In the current strategies of NA-off follow-up, the HBV DNA and ALT would be monitored routinely and closely. However, elevation of ALT is usually a late event preceded by viral rebound and cannot be regarded as an early predictor. Following abrupt resurgence of viremia, severe acute exacerbation could rapidly ensue and incur the risk of liver failure. Besides, measurement of viral DNA remains costly. Our study showed the HBsAg kinetics has a linear association with relapse risks.
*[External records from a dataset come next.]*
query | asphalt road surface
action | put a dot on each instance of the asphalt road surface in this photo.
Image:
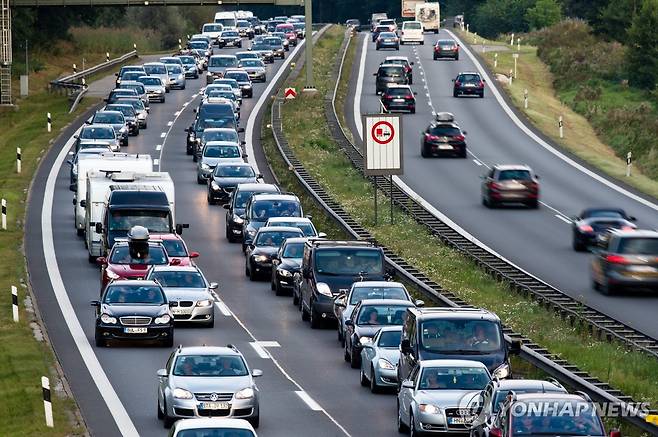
(539, 241)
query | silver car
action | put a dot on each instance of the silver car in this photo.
(155, 89)
(440, 396)
(380, 358)
(188, 292)
(176, 76)
(212, 154)
(207, 381)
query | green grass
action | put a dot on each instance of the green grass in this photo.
(307, 133)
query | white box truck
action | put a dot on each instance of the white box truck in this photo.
(429, 15)
(106, 162)
(100, 186)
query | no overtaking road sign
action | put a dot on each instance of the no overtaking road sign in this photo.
(383, 144)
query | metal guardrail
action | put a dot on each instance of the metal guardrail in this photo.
(531, 352)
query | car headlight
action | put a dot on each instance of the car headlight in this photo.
(163, 320)
(245, 393)
(204, 303)
(106, 318)
(385, 364)
(429, 409)
(324, 289)
(181, 393)
(501, 371)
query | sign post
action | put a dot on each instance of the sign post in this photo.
(382, 149)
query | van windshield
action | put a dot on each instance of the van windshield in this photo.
(460, 336)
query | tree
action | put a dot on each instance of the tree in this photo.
(545, 13)
(642, 55)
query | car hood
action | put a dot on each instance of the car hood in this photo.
(217, 384)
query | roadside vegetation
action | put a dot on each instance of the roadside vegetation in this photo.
(307, 133)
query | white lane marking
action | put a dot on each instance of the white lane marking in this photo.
(543, 143)
(107, 392)
(264, 97)
(308, 400)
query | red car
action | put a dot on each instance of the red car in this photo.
(120, 264)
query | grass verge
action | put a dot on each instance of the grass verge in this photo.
(308, 135)
(546, 105)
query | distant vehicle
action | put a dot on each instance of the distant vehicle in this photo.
(429, 14)
(510, 184)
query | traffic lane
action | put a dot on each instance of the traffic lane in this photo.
(513, 235)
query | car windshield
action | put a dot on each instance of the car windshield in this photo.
(179, 279)
(639, 246)
(97, 133)
(347, 261)
(209, 365)
(155, 69)
(293, 250)
(212, 151)
(381, 315)
(390, 339)
(557, 417)
(374, 292)
(121, 255)
(154, 221)
(517, 175)
(453, 378)
(234, 171)
(264, 209)
(461, 336)
(174, 247)
(108, 118)
(274, 238)
(131, 294)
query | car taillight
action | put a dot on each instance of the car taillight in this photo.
(617, 259)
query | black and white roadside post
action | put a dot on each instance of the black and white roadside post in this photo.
(629, 163)
(47, 404)
(14, 302)
(382, 149)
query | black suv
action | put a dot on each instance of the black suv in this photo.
(328, 269)
(390, 74)
(443, 137)
(454, 333)
(470, 84)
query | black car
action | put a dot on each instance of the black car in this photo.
(593, 224)
(133, 310)
(443, 137)
(226, 177)
(446, 48)
(470, 84)
(266, 243)
(262, 207)
(235, 208)
(399, 98)
(329, 268)
(389, 74)
(286, 263)
(368, 317)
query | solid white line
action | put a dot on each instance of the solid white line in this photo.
(543, 143)
(109, 395)
(308, 400)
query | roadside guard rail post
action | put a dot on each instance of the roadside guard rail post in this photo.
(75, 86)
(533, 353)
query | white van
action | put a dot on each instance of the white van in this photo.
(412, 31)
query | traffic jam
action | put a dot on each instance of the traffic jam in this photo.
(447, 368)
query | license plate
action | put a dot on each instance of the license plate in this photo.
(214, 406)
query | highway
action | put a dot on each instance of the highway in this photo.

Therefore, HBsAg level monitoring, every three months for instance, provides a chance to identify those who may not need frequent viral DNA measurement, and implicates a safe follow-up strategy with less expense.
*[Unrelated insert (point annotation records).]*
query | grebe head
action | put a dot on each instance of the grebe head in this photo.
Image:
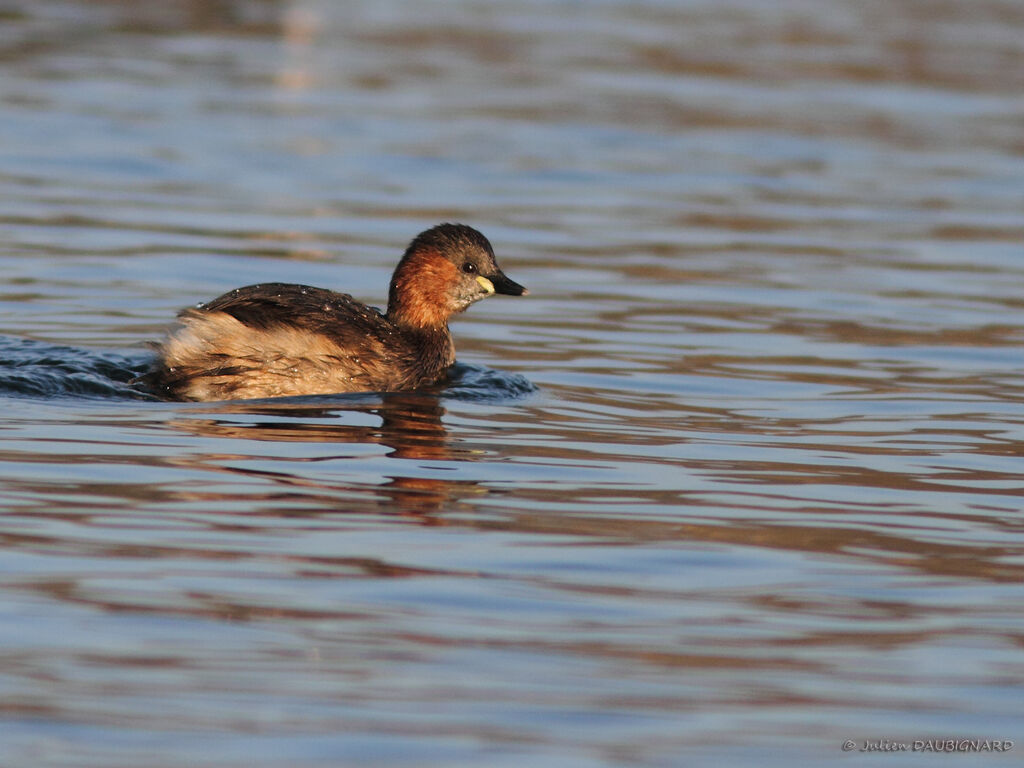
(444, 269)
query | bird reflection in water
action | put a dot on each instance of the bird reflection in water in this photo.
(410, 425)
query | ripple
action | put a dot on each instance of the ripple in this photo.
(38, 369)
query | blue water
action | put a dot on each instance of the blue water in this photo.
(738, 481)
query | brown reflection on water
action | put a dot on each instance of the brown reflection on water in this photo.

This study has several strengths. First, we monitored HBsAg levels during the entire follow-up instead of at a single time point. Second, this research was conducted in a real-world setting that reflects “in-field” practice. For external validity, patients were recruited from multiple sites and treatment was not restricted to a single NA. Third, a minimum of 3-year NA therapy enabled most patients to obtain remission status before discontinuing NAs. Finally, stringent monitoring with an interval of 3 months enabled us to observe both virological and clinical relapses closely.
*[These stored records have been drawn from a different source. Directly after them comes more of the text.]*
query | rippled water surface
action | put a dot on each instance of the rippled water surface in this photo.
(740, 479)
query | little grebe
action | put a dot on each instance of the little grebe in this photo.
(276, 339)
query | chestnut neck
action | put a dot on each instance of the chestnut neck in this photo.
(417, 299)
Several limitations were noted in this study. First, because this study prospectively started after NA discontinuation, blood samples prior to the baseline were unavailable. Therefore, we could not ascertain when HBV DNA became undetectable during the treatment by using a standardized protocol. We acknowledge that this is a major limitation because the length of consolidation following remission of viremia has been shown to influence the risk of relapse [14]. Nonetheless, this limitation is unlikely to bias our finding regarding the dose–response association of time-varying HBsAg with off-therapy relapses. Third, we could not quantify pretreatment HBsAg levels exceeding 250 IU/mL and were thus unable to calculate the exact decline of HBsAg during therapy. Intriguingly, a recent small study in Spain suggested that an on-therapy HBsAg decline of more than 5000 IU/mL might indicate durable remission [32]. Finally, because our study exclusively recruited Asian patients whose viral genotype was either type B or C [33], extrapolation to the Western population requires validation.

Conclusions

In conclusion, this study reveals a dose–response association between time-varying HBsAg and off-therapy relapse following the cessation of NA therapy in patients with CHB. By reporting a negligible risk of subsequent relapse in patients whose HBsAg dropped to a considerably low level (<10 IU/mL), we demonstrate the potential utility of monitoring HBsAg levels in patients with CHB who discontinue NA treatment. These findings may not only implicate a safe strategy to monitor patients who attempt NA cessation but also stimulate further research to elucidate the clinical relevance of HBsAg quantification.